More than thirty Aerospace Engineering undergraduates headed to Wichita, Kansas this weekend to compete in the annual AIAA Design Build Fly competition sponsored by Cessna/Raytheon Missile Systems. Two UT teams, Batwing and Texas Flight, will compete against more than 75 university teams across the world for the speed, loading capability and efficiency with a payload of the airplanes they designed and built specifically for this year's missions.

"They're doing as good this year as they've ever done," said Dr. Armand Chaput, the faculty adviser for the teams. "This is all about getting hands-on experience building real airplanes that have all the elements of the big, expensive ones."

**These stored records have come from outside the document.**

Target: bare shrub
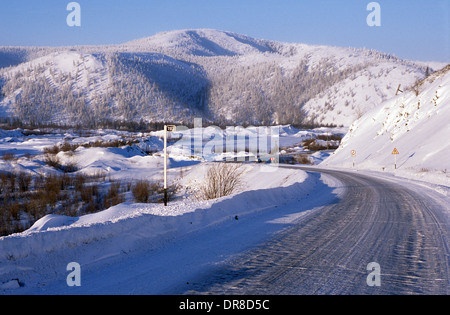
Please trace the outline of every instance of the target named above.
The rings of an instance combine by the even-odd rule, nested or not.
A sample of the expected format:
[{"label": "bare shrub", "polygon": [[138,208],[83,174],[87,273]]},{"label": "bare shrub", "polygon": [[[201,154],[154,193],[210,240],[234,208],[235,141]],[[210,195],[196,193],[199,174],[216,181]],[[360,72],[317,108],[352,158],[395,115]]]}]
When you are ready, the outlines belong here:
[{"label": "bare shrub", "polygon": [[58,156],[53,154],[46,154],[44,159],[45,164],[55,169],[61,168],[61,160]]},{"label": "bare shrub", "polygon": [[241,165],[217,163],[209,167],[199,198],[217,199],[233,194],[241,185]]},{"label": "bare shrub", "polygon": [[305,165],[312,165],[313,163],[309,159],[308,155],[306,154],[299,154],[294,156],[294,161],[299,164],[305,164]]},{"label": "bare shrub", "polygon": [[6,162],[11,162],[16,159],[16,155],[13,152],[3,153],[2,160]]},{"label": "bare shrub", "polygon": [[150,183],[146,180],[138,181],[132,189],[136,202],[148,203],[150,200]]},{"label": "bare shrub", "polygon": [[120,193],[120,182],[113,182],[109,187],[108,194],[105,196],[105,208],[111,208],[125,201],[124,196]]}]

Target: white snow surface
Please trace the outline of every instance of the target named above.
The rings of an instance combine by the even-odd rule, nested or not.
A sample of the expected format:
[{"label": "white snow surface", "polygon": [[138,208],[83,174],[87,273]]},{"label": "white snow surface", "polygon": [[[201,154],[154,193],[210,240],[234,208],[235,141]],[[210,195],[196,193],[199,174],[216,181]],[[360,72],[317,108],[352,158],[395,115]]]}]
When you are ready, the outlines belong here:
[{"label": "white snow surface", "polygon": [[[321,166],[385,171],[450,186],[450,67],[357,120]],[[392,154],[397,149],[397,169]]]},{"label": "white snow surface", "polygon": [[[202,182],[206,167],[207,163],[192,167],[185,173],[183,184],[196,187]],[[130,257],[139,263],[144,263],[147,255],[156,255],[158,260],[163,257],[159,256],[160,251],[169,251],[166,254],[177,260],[168,262],[175,264],[175,269],[172,270],[174,275],[168,275],[165,280],[166,285],[175,285],[181,275],[199,272],[202,266],[213,264],[224,255],[217,253],[220,244],[219,247],[211,246],[208,254],[178,253],[179,250],[172,249],[177,247],[178,241],[191,242],[192,238],[194,242],[197,233],[201,232],[207,238],[210,235],[226,242],[227,236],[220,237],[221,233],[233,231],[228,226],[239,222],[237,233],[241,231],[245,236],[237,235],[237,239],[228,243],[226,253],[239,252],[312,211],[318,198],[308,199],[307,196],[313,192],[319,194],[323,202],[335,198],[332,188],[324,184],[320,176],[248,164],[244,166],[241,189],[229,197],[212,201],[187,198],[170,203],[168,207],[128,202],[78,218],[48,215],[26,232],[0,238],[0,294],[63,293],[69,289],[65,283],[65,267],[70,262],[81,264],[83,272],[96,274],[115,263],[127,265]],[[299,201],[304,198],[309,201],[299,206]],[[253,217],[261,218],[256,226]],[[183,265],[186,261],[183,255],[189,256],[192,266]],[[152,261],[146,264],[152,266]],[[101,276],[99,281],[98,285],[106,286],[115,280]],[[155,281],[149,283],[152,289],[147,293],[162,292],[163,288]],[[50,291],[46,291],[47,285],[51,287]],[[79,293],[121,293],[122,290],[136,289],[133,284],[106,291],[96,288],[85,287],[88,291],[81,288]],[[109,291],[115,289],[118,291]]]}]

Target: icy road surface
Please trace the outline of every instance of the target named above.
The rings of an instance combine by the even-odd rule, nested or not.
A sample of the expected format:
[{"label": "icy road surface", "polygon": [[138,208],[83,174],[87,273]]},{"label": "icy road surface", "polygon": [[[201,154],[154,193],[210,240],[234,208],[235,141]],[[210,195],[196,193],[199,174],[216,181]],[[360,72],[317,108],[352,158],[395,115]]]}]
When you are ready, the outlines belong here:
[{"label": "icy road surface", "polygon": [[[343,184],[341,201],[205,274],[188,293],[450,293],[448,197],[357,173],[317,172]],[[381,267],[379,287],[367,284],[372,262]]]},{"label": "icy road surface", "polygon": [[[3,284],[0,293],[450,293],[448,194],[367,172],[295,169],[299,178],[306,175],[300,170],[308,172],[304,182],[278,187],[275,193],[246,192],[214,204],[216,211],[229,207],[240,215],[234,218],[232,212],[232,218],[214,224],[205,221],[209,223],[204,227],[178,237],[175,233],[158,248],[144,238],[138,242],[139,250],[116,253],[114,249],[126,249],[127,238],[134,235],[124,233],[6,261],[0,264],[0,275],[11,281]],[[258,211],[242,210],[258,204],[250,197],[263,199],[262,194],[284,197]],[[145,229],[136,226],[136,234]],[[35,244],[40,236],[25,235],[24,240],[17,236],[11,241],[25,246],[27,241]],[[105,248],[104,257],[94,255],[103,252],[99,246]],[[66,284],[70,261],[82,263],[81,287]],[[367,284],[371,263],[381,268],[379,287]],[[19,279],[20,288],[14,288],[19,282],[13,279]]]}]

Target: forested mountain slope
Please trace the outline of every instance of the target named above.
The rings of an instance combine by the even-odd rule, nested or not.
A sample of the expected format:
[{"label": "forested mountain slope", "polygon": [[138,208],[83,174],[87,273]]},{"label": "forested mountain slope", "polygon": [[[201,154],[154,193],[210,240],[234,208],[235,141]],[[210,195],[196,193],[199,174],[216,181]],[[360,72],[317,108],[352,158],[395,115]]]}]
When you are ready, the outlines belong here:
[{"label": "forested mountain slope", "polygon": [[[437,70],[437,69],[436,69]],[[0,115],[349,126],[433,69],[371,50],[182,30],[113,46],[0,48]]]}]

This year's mission goals drove each team to use radically different designs for their airplanes, each optimized to gain points in different areas. The three parts of the mission include an unloaded airplane's speed on a half mile loop; the time it takes the team load 6-10 softballs into their airplane before three untimed laps; and the airplane's time on three laps carrying one to five softball bats.

Aerospace senior Charles Gilbreath, who did the CAD for both teams, said Texas Flight designed a plane that would minimize the softball loading time while Batwing used a more conventional plane design due to its better performance predictability.

"Texas Flight is taking an unconventional design and trying to get better performance from it," Gilbreath said. The Texas Flight airplane, for example, has forward swept canard pushers, but the placement of the wings will make softball loading much faster.

Vishnu Jyothindran, an aerospace senior and Batwing team leader, said their airplane will lose a bit in the loading time but gain in other areas because the conventional design is more predictable and efficient.

"The other team took this as a chance to learn about working with an unconventional design," Jyothindran said. "Theoretically, if both go well, we'll perform equally well. There is no second fiddle to the other."

Both Jyothindran and Gilbreath echoed Dr. Chaput's view: win or lose, the competition is about applying classroom theory to hands-on experience.

"This is a chance for students, including freshman and sophomores, to get their hands dirty and know what it takes to actually design an aircraft," Gilbreath said.